What it catches: typo in the --config path, broken symlink, truncated upload, illegal YAML (e.g. mixed tabs/spaces).

Mitigation

Diagnosis Action
Cannot connect to NATS Start NATS (docker run -p 4222:4222 nats:latest); confirm port reachable; confirm --nats-url matches
Env var warning Export the missing var, or pick a different tier (--tier)
Config not readable ls -la $CONFIG; uv run heddle validate $CONFIG for schema-level issues
Connected but no subscription Read the actor log for an exception between actor.connected and actor.subscribed; usually a config-validation failure during setup()

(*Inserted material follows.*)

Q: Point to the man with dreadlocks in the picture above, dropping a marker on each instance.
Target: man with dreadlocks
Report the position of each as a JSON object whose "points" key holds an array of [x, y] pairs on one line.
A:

For the production case where preflight needs to run in a Kubernetes liveness/readiness probe context: the placeholder probes in KUBERNETES.md explicitly do not exercise NATS. Use a sidecar /healthz exporter or a TCP probe against the NATS port — the project does not ship a standalone heddle preflight CLI today, despite the function being importable.

Verify

uv run heddle worker --config configs/workers/echo.yaml --nats-url $NATS_URL
# Look for:
# - "Connected to NATS at $NATS_URL" (preflight)
# - "actor.connected" (BaseActor.connect)
# - "actor.subscribed" with the worker's subject

Then publish a smoke task:

uv run heddle submit "echo" --nats-url $NATS_URL
# Then observe the result on heddle.results.default

Followup

Persistent NATS flakiness usually means one of: pod IPs shifting without DNS catching up, NAT/firewall interfering with long-lived TCP connections, or a NATS upgrade with subtle protocol changes. Heddle's NATSBus adapter does not implement custom reconnect logic — it relies on the nats-py client's defaults. If you need tighter control, configure it through nats.connect(reconnect_time_wait=..., max_reconnect_attempts=...) by wrapping the adapter rather than monkey-patching it.